Нашел я такую бабенку в Крашнике, городке захолустненьком, страшненьком. Отец деревом промышляет — по лесам разъезжает. Муж — в плаваньях: плоты в Данциг сплавляет. У матери на могиле ветры траву пропылили. Вот она, Цирл, так ее звали, и слонялась одна по дому, кругом старые сундуки, лари обитые кожей, альмер дубовый на ножках изогнутых, а в нем книжки в шелковых переплетах. Старуха-служанка глуха, а молодую горничную одна занимала повесть: всё с клезмером, с музыкантишкой то есть, сидит смехоёвничает — со смехом чаёвничает… Нет у Цирл подруг — и откуда бы вдруг, если в Крашнике женщины ходят в мужских сапогах, сами мелют пшеницу на жерновах, щиплют перо, варят юшку, беременеют, рожают мальчонку либо девчушку, тянутся стаями за похоронами этакими воронами. О чем было ей, Цирл, красавице, выросшей в Кракове, ценительнице искусств и книголюбке, — о чем было ей разговаривать с местными этими чучелами, с раками в юбке? Лучше раскрыть томик немецких стихов, сесть что-нибудь вышивать по канве бисером — Моисея с Ципорой, Давида с Вирсавией, Артаксеркса с царицей Эсфирью. Роскошные платья, напривезенные супругом, душнели в шкафу; бриллианты и жемчуг мерцали во мраке шкатулки; шелковых ее рубах, панталончиков с кружевами, даже под тугой платок убранных огненных грузных волос — никому видеть не довелось, вы скажете — супруг, но: днем — день, недосуг, а ночью — темно.
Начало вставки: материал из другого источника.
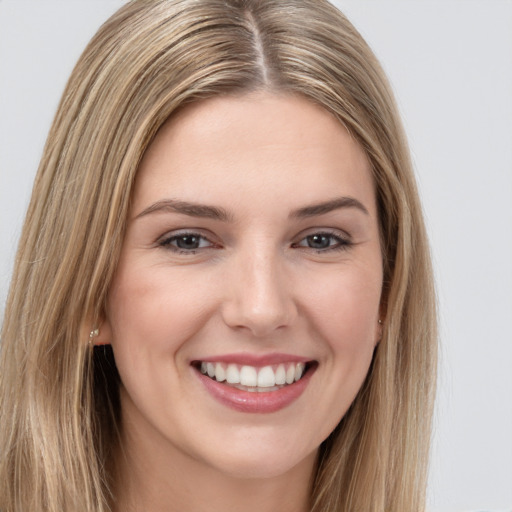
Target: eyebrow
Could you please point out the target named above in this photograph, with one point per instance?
(187, 208)
(217, 213)
(329, 206)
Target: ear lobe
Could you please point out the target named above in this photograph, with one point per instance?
(101, 332)
(104, 335)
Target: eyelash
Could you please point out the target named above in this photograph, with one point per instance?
(341, 243)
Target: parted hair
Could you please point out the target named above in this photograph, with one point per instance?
(59, 399)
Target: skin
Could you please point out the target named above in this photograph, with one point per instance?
(255, 285)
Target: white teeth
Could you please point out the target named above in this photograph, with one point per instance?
(232, 374)
(266, 377)
(220, 373)
(280, 375)
(290, 374)
(251, 378)
(298, 371)
(248, 376)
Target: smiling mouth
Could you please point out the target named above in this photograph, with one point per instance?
(252, 378)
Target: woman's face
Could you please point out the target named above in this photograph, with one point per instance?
(244, 311)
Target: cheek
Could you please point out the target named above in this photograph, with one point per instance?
(344, 307)
(152, 309)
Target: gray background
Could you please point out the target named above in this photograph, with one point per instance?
(450, 62)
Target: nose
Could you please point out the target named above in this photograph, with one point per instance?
(260, 297)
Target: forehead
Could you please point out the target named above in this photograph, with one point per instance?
(261, 147)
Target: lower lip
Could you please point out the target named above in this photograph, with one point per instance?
(256, 402)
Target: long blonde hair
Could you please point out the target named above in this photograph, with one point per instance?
(59, 409)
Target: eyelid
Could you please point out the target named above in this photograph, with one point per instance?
(166, 240)
(344, 239)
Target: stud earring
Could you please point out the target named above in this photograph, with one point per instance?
(93, 335)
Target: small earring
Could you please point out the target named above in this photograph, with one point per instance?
(92, 335)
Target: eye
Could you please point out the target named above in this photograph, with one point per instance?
(186, 242)
(323, 242)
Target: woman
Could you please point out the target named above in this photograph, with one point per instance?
(214, 303)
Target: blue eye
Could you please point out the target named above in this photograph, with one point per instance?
(186, 243)
(323, 242)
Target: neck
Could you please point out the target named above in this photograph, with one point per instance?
(172, 481)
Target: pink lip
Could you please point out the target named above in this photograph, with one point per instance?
(254, 402)
(257, 360)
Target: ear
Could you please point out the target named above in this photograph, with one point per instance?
(379, 329)
(101, 331)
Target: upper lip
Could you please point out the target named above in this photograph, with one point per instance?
(251, 359)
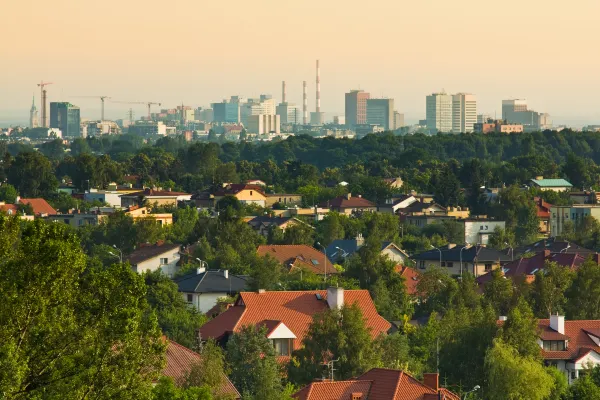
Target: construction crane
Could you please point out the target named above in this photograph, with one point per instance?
(149, 104)
(101, 100)
(42, 86)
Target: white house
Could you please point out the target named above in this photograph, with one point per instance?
(201, 288)
(153, 257)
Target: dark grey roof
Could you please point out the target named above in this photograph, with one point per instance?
(480, 253)
(211, 281)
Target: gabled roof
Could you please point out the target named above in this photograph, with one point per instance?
(529, 266)
(179, 361)
(551, 182)
(453, 253)
(148, 252)
(294, 308)
(39, 206)
(579, 340)
(347, 202)
(211, 281)
(376, 384)
(298, 256)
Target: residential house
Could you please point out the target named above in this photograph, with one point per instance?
(159, 256)
(575, 214)
(556, 185)
(287, 315)
(570, 346)
(341, 249)
(283, 199)
(202, 288)
(246, 194)
(524, 269)
(543, 211)
(299, 257)
(154, 196)
(378, 384)
(180, 360)
(455, 259)
(348, 204)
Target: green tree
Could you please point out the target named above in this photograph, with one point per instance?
(511, 376)
(334, 334)
(254, 369)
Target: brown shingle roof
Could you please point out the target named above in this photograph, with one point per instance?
(298, 255)
(179, 361)
(294, 309)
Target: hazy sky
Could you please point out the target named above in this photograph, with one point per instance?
(199, 51)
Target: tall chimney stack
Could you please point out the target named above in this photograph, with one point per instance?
(305, 103)
(318, 88)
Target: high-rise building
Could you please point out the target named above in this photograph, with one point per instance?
(356, 107)
(439, 112)
(65, 116)
(33, 116)
(381, 112)
(464, 112)
(226, 112)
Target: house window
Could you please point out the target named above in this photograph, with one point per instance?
(282, 346)
(554, 345)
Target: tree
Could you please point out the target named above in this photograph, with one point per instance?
(512, 376)
(334, 334)
(69, 329)
(254, 369)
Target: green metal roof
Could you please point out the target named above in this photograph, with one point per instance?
(551, 182)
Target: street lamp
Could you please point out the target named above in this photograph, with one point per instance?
(324, 251)
(460, 254)
(433, 247)
(476, 388)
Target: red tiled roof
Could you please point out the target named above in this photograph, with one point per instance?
(579, 340)
(529, 266)
(179, 361)
(376, 384)
(411, 279)
(40, 206)
(294, 309)
(345, 202)
(298, 255)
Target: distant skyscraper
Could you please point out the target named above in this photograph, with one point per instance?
(226, 112)
(464, 112)
(65, 116)
(356, 107)
(33, 115)
(439, 112)
(381, 112)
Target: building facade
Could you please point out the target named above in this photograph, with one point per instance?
(464, 112)
(66, 117)
(356, 107)
(439, 112)
(381, 112)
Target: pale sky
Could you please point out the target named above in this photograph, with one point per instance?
(199, 51)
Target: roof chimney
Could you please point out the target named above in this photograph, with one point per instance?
(335, 297)
(557, 322)
(432, 380)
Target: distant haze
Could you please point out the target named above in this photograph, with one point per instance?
(198, 52)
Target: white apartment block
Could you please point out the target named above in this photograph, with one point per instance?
(464, 112)
(439, 112)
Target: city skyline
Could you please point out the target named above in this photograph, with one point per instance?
(128, 58)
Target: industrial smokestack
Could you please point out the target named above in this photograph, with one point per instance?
(318, 88)
(305, 103)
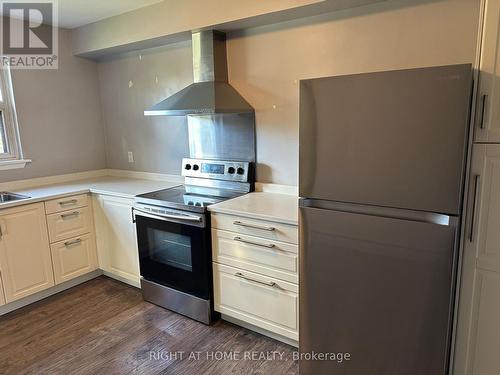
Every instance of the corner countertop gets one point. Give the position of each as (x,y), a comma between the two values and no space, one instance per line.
(281,208)
(117,186)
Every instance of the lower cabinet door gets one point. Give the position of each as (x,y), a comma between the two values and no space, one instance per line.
(265,302)
(25,258)
(74,257)
(116,237)
(2,296)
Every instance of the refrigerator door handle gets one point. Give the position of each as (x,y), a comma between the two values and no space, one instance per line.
(474,204)
(484,100)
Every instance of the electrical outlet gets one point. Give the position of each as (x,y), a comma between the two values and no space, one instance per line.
(130,157)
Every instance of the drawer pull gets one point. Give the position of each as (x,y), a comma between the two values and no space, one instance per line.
(269,246)
(254,226)
(270,283)
(64,216)
(65,203)
(74,242)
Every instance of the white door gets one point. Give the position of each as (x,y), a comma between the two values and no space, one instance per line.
(487,122)
(116,237)
(478,335)
(25,258)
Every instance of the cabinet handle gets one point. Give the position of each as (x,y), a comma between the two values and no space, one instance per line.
(484,100)
(74,242)
(474,203)
(64,216)
(269,246)
(270,283)
(3,229)
(65,203)
(254,226)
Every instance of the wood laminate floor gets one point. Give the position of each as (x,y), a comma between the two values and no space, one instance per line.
(104,327)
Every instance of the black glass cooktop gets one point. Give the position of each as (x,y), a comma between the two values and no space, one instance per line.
(185,197)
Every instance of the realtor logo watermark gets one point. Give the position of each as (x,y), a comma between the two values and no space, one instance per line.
(29,34)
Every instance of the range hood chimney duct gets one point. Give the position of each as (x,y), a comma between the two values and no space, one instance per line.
(210,93)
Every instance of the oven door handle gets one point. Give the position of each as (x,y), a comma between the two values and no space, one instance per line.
(165,217)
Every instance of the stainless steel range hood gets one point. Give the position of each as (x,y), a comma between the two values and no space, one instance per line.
(210,93)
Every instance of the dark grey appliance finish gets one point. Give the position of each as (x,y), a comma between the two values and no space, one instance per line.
(174,235)
(382,163)
(395,139)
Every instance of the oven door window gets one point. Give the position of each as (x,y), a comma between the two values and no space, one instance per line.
(175,255)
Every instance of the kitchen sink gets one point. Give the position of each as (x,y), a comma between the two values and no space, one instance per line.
(9,197)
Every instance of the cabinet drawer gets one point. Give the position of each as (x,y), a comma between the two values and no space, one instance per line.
(264,256)
(74,257)
(249,297)
(259,228)
(66,203)
(2,296)
(68,224)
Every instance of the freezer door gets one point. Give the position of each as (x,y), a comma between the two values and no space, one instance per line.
(378,288)
(393,139)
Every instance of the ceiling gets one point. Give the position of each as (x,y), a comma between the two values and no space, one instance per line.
(75,13)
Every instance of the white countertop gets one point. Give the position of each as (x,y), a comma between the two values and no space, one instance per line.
(281,208)
(116,186)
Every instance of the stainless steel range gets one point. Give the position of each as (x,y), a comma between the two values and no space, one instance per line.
(173,234)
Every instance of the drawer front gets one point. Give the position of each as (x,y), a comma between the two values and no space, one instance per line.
(68,224)
(253,300)
(74,257)
(66,203)
(264,256)
(258,228)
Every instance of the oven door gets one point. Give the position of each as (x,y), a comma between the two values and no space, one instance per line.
(174,250)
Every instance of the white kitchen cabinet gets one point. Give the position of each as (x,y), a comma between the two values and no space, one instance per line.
(74,257)
(2,296)
(255,268)
(487,121)
(478,334)
(67,224)
(25,259)
(265,302)
(116,238)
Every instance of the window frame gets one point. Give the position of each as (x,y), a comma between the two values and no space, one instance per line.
(13,158)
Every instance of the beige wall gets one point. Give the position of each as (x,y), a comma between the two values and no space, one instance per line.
(265,65)
(131,84)
(59,117)
(171,17)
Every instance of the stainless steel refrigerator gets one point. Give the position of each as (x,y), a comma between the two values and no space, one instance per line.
(382,166)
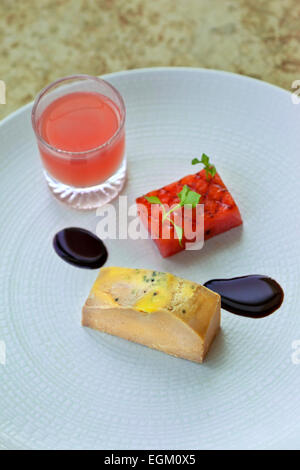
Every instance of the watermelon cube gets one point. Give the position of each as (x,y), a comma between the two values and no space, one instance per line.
(220,211)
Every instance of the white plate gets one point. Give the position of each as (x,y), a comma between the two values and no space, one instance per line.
(64,386)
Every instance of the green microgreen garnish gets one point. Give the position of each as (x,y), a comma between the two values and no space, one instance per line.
(187,197)
(209,169)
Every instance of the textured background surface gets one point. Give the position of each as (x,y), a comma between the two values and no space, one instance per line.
(41,40)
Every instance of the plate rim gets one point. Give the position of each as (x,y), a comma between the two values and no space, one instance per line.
(143,70)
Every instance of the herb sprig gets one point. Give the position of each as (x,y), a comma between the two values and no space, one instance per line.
(209,169)
(187,197)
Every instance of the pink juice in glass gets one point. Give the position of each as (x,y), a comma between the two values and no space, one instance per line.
(81,123)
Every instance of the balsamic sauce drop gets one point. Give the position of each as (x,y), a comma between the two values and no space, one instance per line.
(253,296)
(80,247)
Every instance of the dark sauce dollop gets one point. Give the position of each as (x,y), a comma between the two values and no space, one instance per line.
(253,296)
(80,247)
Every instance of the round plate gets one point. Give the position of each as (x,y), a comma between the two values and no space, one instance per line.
(65,386)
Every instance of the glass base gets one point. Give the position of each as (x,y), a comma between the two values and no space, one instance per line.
(91,197)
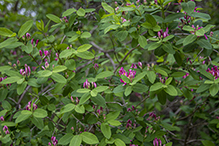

Зато была у Цирл своя комнатка на чердаке, «будуар» она у нее называлась, и висело там зеркало голубое — вода перед заморозью, перед тем, как стать льдом, — с легкой трещиной посередине, в позолоченной раме, украшенной львами, змеями, розанами, венцами и чудищами-пиперностерами. На полу перед зеркалом мохнатилась под босыми ногами медвежья шкура и стояло кресло с подлокотниками из кости, с плюшевым красным сиденьем. И что может быть сладостней, чем поидеть в этом кресле раздетой, голой, вороша боком ступни жестковатую шерсть и любуясь: вот какая ты есть! Кожа — атлас, груди — два упруго наполненных бурдючка, волосы — как в закат водопад, живот нежен и узок, ноги — стройные и высокие, как у индусок. Часами, бывало, сидит, наглядеться не может, и — хоть заперта дверь на крючок и задвижку — так и видит: входит в комнату принц. Или воин. Или охотник. Или поэт. Известно: все подспудное в мире желает вылезть на свет. Тайнам надоедает быть тайной, секретами. Любовь так и ждет, чтоб ее выдали, предали. Святость — белые разметавши воскрылья, ждет, чтоб ее осквернили. Небеса и земля поклялись, чтобы в мире что ни случалось — плохо кончалось.
Ну, я как набрел на эту красулю, сразу понял: моя. Только немного терпения. И вот — летний день, и опять она голая в кресле раскинулась, разглядывает свой левый сосок и вдруг в зеркале видит меня — черного, точно ком смолы, длинного, как лопата, уши ослиные, рога козлиные, нос как у хрюшки, рот лягушки, ниже рта — борода. Глаза у меня из одних зенков — без белков. И так она оторопела, что испугаться забыла. Ей «Шма Исраэль» кричать, а она, дуреха, смеется:
— Ой, какой же ты страшный!
— Ой, — из зеркала ей отвечаю, — как ты прекрасна!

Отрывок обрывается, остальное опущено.